The present invention can be applied to the sizes and materials of the positive electrode plate, the negative electrode plate, the separator, and the battery case shown in the examples other than these.

Further, in addition to the materials used in the present embodiment, the crosslinked plate was made of copper, nickel-plated iron, nickel and aluminum, and the same test was carried out. The same effect as in the present embodiment was obtained. Was.

In the embodiment, a thin lithium secondary battery has been described as an example of applicable batteries, but similar effects can be obtained with other thin nonaqueous electrolyte batteries, thin alkaline electrolyte batteries, and the like.

[0024]

According to the present invention, in a thin battery, a crosslinked plate made of any one of the group consisting of iron, aluminum, nickel, copper, stainless steel and nickel-plated iron is joined inside a metal battery case. It is characterized in that the cross-linked plate has a structure that also functions as a current collector for one of the positive electrode and the negative electrode and for reinforcing the battery case, and provides a thin battery excellent in reliability and safety.

[Brief description of the drawings]

FIG. 1 is a longitudinal sectional view of a thin battery configured according to an embodiment of the present invention.

FIG. 2 is a longitudinal sectional view in the same thickness direction.
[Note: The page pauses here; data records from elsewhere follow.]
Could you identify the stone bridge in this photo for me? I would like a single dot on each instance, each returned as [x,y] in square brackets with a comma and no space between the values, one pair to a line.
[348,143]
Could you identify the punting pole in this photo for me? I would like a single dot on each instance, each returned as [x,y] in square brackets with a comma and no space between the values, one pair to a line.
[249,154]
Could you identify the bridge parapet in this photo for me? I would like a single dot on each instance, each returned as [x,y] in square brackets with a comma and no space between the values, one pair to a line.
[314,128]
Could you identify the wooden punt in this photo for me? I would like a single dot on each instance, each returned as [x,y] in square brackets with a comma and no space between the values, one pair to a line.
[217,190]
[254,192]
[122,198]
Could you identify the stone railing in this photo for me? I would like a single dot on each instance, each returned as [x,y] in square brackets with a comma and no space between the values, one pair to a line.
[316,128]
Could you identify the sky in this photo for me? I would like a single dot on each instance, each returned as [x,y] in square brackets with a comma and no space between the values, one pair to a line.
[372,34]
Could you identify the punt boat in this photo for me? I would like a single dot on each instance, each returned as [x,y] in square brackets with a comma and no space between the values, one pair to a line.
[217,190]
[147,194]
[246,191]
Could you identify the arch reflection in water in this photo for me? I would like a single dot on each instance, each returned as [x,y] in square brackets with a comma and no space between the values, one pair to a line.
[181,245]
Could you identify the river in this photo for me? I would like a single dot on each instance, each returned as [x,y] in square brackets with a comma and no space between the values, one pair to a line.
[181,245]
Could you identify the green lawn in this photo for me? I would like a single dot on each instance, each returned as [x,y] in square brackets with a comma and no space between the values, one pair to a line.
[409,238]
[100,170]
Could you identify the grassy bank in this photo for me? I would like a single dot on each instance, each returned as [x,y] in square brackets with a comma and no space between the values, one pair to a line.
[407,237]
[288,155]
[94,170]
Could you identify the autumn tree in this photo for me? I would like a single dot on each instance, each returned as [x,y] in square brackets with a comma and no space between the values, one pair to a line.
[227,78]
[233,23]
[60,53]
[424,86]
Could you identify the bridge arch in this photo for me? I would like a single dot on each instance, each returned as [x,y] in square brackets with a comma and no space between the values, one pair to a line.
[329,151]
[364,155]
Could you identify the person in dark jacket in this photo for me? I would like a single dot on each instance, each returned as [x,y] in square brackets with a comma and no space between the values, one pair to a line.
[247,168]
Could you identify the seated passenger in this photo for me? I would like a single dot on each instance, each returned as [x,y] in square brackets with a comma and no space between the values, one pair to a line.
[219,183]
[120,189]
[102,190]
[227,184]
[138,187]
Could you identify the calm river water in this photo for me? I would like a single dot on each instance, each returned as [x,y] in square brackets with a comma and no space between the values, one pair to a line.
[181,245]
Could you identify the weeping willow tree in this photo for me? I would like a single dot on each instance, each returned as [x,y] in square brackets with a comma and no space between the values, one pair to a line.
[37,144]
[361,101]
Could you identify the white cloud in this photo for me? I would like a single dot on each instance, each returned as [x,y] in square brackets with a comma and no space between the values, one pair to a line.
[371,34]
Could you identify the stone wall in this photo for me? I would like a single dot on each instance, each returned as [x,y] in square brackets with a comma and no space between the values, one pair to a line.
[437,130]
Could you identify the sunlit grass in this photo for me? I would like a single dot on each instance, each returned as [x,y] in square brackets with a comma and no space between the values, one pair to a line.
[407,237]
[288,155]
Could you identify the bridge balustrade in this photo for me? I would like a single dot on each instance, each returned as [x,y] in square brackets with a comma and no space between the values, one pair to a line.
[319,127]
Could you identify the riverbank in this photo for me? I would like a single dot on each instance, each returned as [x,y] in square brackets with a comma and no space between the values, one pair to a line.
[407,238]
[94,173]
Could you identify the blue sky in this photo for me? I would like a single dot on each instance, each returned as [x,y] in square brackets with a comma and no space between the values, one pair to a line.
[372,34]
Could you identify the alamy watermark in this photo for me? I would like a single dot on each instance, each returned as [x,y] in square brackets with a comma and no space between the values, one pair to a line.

FIG. 3 is a perspective view of a bridge plate used in an embodiment of the present invention.

[Explanation of symbols]

 DESCRIPTION OF SYMBOLS 11 Battery case 12 Electrode group 13 Sealing plate 14 Portion of sealing plate which joins with a positive electrode lead 15 Cross-linking plate 16 Positive electrode lead 17 Negative electrode lead

Continuation of the front page (72) Inventor Hiroshi Fukuda 1006 Kazuma Kadoma, Kadoma City, Osaka Prefecture Matsushita Electric Industrial Co., Ltd. (56) References JP-A-63-264863 (JP, A) JP-A-3-84852 (JP) JP-A-4-206142 (JP, A) JP-A-4-135162 (JP, U) JP-B-38-10555 (JP, Y1) JP-B-41-14028 (JP, Y1) (58) Fields surveyed (Int.Cl. ⁷ , DB name) H01M 2/20-2/34 H01M 10/40

Claims (2)

(57) [Claims] An electrode plate group in which a positive electrode plate and a negative electrode plate are spirally wound via a separator is housed in a metal battery case,
A thin battery in which either one of the positive and negative electrode lead plates is joined to a metal bridge plate that serves both as a current collector and as a reinforcement of the battery case, and both end portions of the bridge plate are joined to arbitrary positions on the inner wall of the battery case. 2. The crosslinked plate is made of iron, aluminum, nickel,
The thin battery according to claim 1, wherein the battery is one of the group consisting of copper, stainless steel, and nickel-plated iron.